An August assessment of U.S. trade tariff effects and outlook for the auto market depicts a rough road ahead.
The AutoForecast Solutions analysis looks at conditions so far since the Trump administration announced a slew of duties on imports in March in a stated effort to boost domestic production and national security.
After a dizzying series of tweaks, reversals and negotiations that continues apace, U.S. auto sales ended the first half of the year up 2.6%, according to the report. But the increase included the spring consumer dash to lock in prices before tariffs could affect them.
As the second half is under way, AutoForecast foresees about a 6% decline for the full year to just over 15 million units.
“Once the industry adapts to this new level , sales will remain below 2023 levels through 2028 and not return to the 16 million level, and well below the 17 million level set just a few years ago, into the next decade,” wrote forecaster Sam Fiorani.
The outlook also reads automakers’ recent quarterly finance reports as signaling strong potential for “the start of a global downturn.” It cited Volkswagen’s $1.6 billion net loss in the first half, Ford’s $36 million net second-quarter loss and Nissan’s $770 million second-quarter loss, to name a few that either took hits or whose profits substantially declined.

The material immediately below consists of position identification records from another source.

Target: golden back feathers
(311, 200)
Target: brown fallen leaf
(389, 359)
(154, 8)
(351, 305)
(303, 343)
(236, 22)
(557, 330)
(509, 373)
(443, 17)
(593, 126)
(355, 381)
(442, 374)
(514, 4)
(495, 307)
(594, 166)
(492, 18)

Meanwhile, U.S. tariffs on imports, even those negotiated down, stand to raise prices on those vehicles to the point that some may be priced out of the U.S. market, Fiorani wrote. Entry-level models made in South Korea by Hyundai and for Chevrolet and Buick, for instance, could become too expensive to sell in the U.S. market, he said.
Will U.S. automakers sell more of their vehicles overseas? The report suggests that won’t be the case, “because if there were a larger demand for these items, U.S. companies would have been pushing previous administrations to let them in,” the report says.
On the contrary, many U.S. goods are considered overseas to be luxury or niche, and many U.S.-made vehicles in particular are much larger than foreign consumers want, according to the report. Taking Japan as an example, its narrow streets wouldn’t practically accommodate the oversize SUVs and pickups that have proliferated on U.S. roads.
Looking ahead, even if remaining high tariff percentages are negotiated down to 15% as they were for the European Union, that would put auto tariffs up 500% compared to the 2.5% “for countries outside China,” Fiorani wrote. He said that would price some entry-level models out of the U.S. market and further raise the average new-vehicle price here.